Change always comes bearing gifts…

The bamboo that bends is stronger than the oak that resists.  ~Japanese Proverb

I have decided to begin a blog to document my life, experiences and health progress. The motivation really came with the health thing which I am not thrilled to put out there on the internet but I have found that I am a creature of bad habits and unless I incorporate change and accountability, I will never follow through. In this case, there is a lot more at stake for me. I am also a very creative person and I always have been so I will utilize this page to express my hilarity as well. I know… try to contain your excitement. It was recommended to me by a really good friend of mine to post the many pinterest recipes that I find as I love to cook and use this as whatever feels natural to me. “Don’t make it be homework, make it fun” She said – It is funny how people end up knowing you so well.
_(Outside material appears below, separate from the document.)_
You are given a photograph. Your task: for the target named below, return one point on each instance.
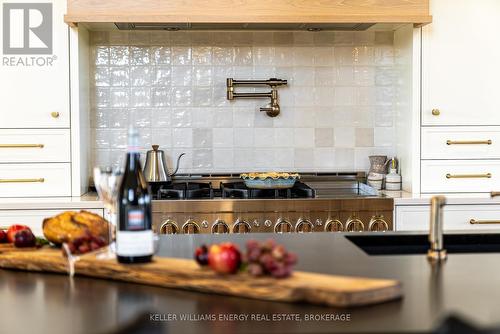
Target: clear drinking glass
(107, 180)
So, prepare yourselves!

Firstly the reason that I am here, I will introduce my health issues and let you know where I have been and where I am heading. This way here, we are on a mutual understanding of each other (Well, more so one sided but whatever). I have a disease called Hashimoto’s Thyroiditis. It is an auto-immune disease that focuses on the thyroid. I also have, Rheumatoid Arthritis and a Meningioma on my brain stem. I take 14 pills a day which includes 3 vitamins. Fortunately (I say this loosely), I am not that sick. I could be a hell of a lot worse and I am not in and out of ERs or surgeries. I live a normal life. The problem is, I live a normal life AROUND my symptoms. None of what I have is curable and I have been fighting my way kicking and screaming as a petulant child to try and ignore what is happening to me.  I am also fat, there is no way to sugarcoat it. I. AM. FAT. I have accepted that a long time ago. I am completely comfortable and confident with my body but the bottom line is that I have like 100lbs to lose. Thanks to my thyroid issue, dieting has been near impossible and I am too much of a pansy to do anything drastic or change my habits dramatically. I am just used to disappointment so I let myself give up very easily. Overall, It has come around to 2 options. (1.) I keep going the way that I am going (rebelling against my body in any way I can) and die in 20 years or (2.) Change EVERYTHING and live until I was meant to when I am very old.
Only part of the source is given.